Rein In Energy Speculation: Hedge Fund Manager
The Commodities Futures Trading Commission will seriously consider imposing strict position limits on traders placing bets on energy contracts, and that's just fine with hedge fund manager Mike Masters.
The head of Masters Capital Management blew the whistle on oil speculators last year when he testified before Congress regarding the rapid run-up in oil prices as it reached its record high of $145 a barrel. He is scheduled to testify at the CFTC hearings Aug. 5.
Masters, whose long/short equity fund manages approximately $1.06 billion according to data provider IPREO, believes stringent limits on commodities trading would work.
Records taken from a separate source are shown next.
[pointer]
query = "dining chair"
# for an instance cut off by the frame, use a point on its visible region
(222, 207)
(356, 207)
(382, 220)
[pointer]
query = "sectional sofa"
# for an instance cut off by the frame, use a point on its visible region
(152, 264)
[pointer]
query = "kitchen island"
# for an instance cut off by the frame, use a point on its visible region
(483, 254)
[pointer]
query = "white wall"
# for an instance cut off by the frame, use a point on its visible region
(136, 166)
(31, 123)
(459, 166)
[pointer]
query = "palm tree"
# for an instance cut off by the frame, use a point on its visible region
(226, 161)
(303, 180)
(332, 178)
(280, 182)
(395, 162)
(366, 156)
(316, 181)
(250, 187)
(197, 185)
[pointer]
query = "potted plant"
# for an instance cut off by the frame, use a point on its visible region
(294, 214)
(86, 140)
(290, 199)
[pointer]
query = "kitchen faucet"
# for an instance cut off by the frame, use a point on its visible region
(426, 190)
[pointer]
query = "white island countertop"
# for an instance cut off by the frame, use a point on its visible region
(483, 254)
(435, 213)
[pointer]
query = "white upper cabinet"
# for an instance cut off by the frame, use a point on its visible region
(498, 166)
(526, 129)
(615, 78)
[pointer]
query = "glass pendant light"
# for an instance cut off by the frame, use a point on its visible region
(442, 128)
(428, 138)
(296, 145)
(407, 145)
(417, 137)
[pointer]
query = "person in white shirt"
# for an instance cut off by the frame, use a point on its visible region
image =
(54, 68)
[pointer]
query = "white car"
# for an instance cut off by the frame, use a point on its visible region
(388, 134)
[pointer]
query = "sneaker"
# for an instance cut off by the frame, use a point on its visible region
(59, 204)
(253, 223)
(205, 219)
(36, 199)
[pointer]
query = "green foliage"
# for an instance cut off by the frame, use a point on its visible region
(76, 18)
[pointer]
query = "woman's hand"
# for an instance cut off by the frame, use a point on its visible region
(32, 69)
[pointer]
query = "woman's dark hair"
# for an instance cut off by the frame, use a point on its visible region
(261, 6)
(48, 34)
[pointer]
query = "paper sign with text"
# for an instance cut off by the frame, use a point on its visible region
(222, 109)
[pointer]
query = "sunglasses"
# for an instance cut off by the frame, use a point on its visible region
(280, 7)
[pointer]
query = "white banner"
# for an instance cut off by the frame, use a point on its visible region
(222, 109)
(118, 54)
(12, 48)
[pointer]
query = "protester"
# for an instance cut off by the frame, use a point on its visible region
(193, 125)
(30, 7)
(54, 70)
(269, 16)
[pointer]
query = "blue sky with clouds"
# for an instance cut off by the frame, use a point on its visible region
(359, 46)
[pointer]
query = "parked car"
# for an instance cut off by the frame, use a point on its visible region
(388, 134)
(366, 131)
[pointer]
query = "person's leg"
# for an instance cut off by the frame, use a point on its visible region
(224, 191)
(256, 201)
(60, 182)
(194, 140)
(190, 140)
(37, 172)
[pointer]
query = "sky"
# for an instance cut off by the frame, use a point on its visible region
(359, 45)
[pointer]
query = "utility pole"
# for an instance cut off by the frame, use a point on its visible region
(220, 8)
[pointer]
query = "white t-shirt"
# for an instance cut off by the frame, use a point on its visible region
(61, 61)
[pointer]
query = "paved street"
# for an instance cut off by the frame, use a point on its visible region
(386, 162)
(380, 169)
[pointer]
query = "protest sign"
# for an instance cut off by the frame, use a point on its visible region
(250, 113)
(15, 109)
"For about 60 years we had position limits. In the 1990s, they were removed from a lot of commodities. Now, with crude, there are only position accountability limits three days before the contract is up. We need them again. We need to go back to that regulatory regime that worked for 60 years.
"Bottom line, the commodities market really just boils down to inventory. If you want to invest in energy, buy energy companies, exploration partnerships, or alternative energy companies — don't buy the inventory itself," he said.
More on Proposed CFTC Regulations:
- Speculators Were Key in Oil Price Hike: Chilton
To make his case, Masters makes a simple analogy: instead of investors trying to buy up all the tickets to Disneyworld (inventories to be sold by Disney) as an investment, wouldn't it make more sense that investors buy the common stock in Disney Corporation (means of production)?
In preparing for his Congressional testimony, Masters found data he said shows that markets are being primarily driven by capital markets investors versus the designated prime constituency: bona fide hedgers.
"We compiled data from the CFTC and aggregated it together which showed excessive speculation in oil markets," Masters said. "Currently, the crude oil market (when classified correctly on a reasonable pro-forma CFTC classification scheme), is approximately 80 percent or so speculative (non commercial) versus 10 years ago, when it was approximately 25 percent).
"In fact, our commodites markets are no longer non-correlated to capital markets (which is the reason Wall Street Banks pitched them to institutional investors as an 'asset class')," he said.
To date, the NYMEX crude contract for September delivery is down about 45 percent from 52 weeks ago, settling yesterday at $67.23 a barrel. Year to date, however, it is up 50.74 percent.
"The size of these flows creates distortions in the markets," he said.
"The main thing people need to realize is that having some regulation coming out of an era of no regulation is not a bad thing. You can't get too much regulation in the commodities markets because we are starting at a place with virtually none to begin with."